General Secretary Manh said the relations would be strengthened in order to follow the motto of “Good neighbours, traditional friendship, long-term, sustainable and comprehensive cooperation” for the benefit of people of each country and for peace, stability, cooperation and development in the region.

General Secretary Manh congratulated the achievements of the CPP and Cambodian people in the building of peace and national harmony, socio-economic development, expansion of international relations and improvement of their country’s position at regional and international arenas.

He expressed his wish that under the leadership of King Norodom Sihamoni, the Senate, the National Assembly and the Royal Government, the Cambodian people would continue to obtain greater achievements in the process of building Cambodia into a peaceful, neutral, non-aligned and prosperous nation.

He asked the Cambodian delegation to convey his best regards to former King Norodom Sihanouk, the Queen-Mother, King Norodom Sihamoni, President Chea Sim, Deputy President Hun Sen, Honorary President Heng Samrin and other leaders of the CPP.

Nay Pena expressed his gratitude for the assistance the Vietnamese Party, State and people had lent to the Cambodian people during their struggle for national freedom, their escape from genocide and the current national construction.

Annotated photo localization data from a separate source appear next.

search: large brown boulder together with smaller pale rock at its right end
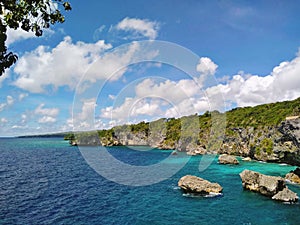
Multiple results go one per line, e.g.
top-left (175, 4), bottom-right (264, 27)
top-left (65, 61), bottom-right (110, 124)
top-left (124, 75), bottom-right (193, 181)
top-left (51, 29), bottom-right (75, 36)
top-left (240, 170), bottom-right (298, 202)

The CPP official expressed his wish to further boost ties between the two parties and people in the future.

Earlier, a delegation of the Communist Party of Viet Nam (CPV) headed by politburo member Truong Vinh Trong held talks with the Cambodian delegation.

During the visit, the Cambodian guests had a working session with Nguyen Van Son, member of the CPV Central Committee and Chairman of the CPV Commission for External Affairs.